The grassed terraces provide the perfect tent pitch. (I was just slightly disappointed that our terrace was in full shade by mid-afternoon!)
So after our camp chores were done, we chilled out for the rest of the afternoon, reading kindles, and sunbathing (or trying to in between clouds and our side of the valley going in shade). We also treated ourselves to a bottle of red wine from the shop – well it would be rude not to when they were on the shelf for 6 Euros! (Quite reasonable considering the inflated prices we had paid for food resupplies on the GR20, and on the Kungsleden.)
Not compromising on comfort! When you consider every gram counts on a thru-hike when you’re carrying it, here is Wayne’s minimal towel compared to mine. (Although his extra grams come in the form of a camp chair!)
With having the shop on-site we also had access to fresh vegetables, so Wayne cooked pasta, onion, tomato and chorizo for dinner, and it was all very civilised, rather like a car camping weekend back home, especially with the addition of a second bottle of wine! (That was our limit though or we wouldn’t want to get back on the trail the next day!)
Enjoying a second bottle of wine and really making the most of some free time, even though we had a 20km+ day coming up next!
During our afternoon of leisure, we also met another English couple. They had recently retired, so had set off hiking the GR11 but in the opposite direction to us, and after completing this section their plan was to head over the border into France.
We sat for a while swapping hiker tales as like us, they had previously hiked the GR20, explored some areas of South America and done a road trip across the USA. It was hugely inspiring to listen to their hiker tales and recommendations and also great fun talking about home and comparing our experiences of the UK.
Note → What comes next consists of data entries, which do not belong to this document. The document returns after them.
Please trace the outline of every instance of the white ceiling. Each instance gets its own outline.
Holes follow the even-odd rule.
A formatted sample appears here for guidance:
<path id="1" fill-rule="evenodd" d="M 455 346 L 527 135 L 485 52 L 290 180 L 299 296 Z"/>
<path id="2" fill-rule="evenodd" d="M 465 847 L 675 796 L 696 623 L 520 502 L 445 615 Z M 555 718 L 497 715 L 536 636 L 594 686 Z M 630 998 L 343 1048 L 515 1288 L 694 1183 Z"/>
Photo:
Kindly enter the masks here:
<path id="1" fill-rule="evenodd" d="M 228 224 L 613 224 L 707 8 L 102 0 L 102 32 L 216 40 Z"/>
We then looked at our map and shared good wild camp spots coming up for the both of us in either direction. Gaining personal knowledge of the trail from someone who has just hiked it is invaluable – especially where the guide-book is vague or has limited information. Therefore, we now felt much more prepared in the first-hand knowledge of what lay ahead, especially in the next day or two. So our rest day of sorts was extremely useful in more ways than one!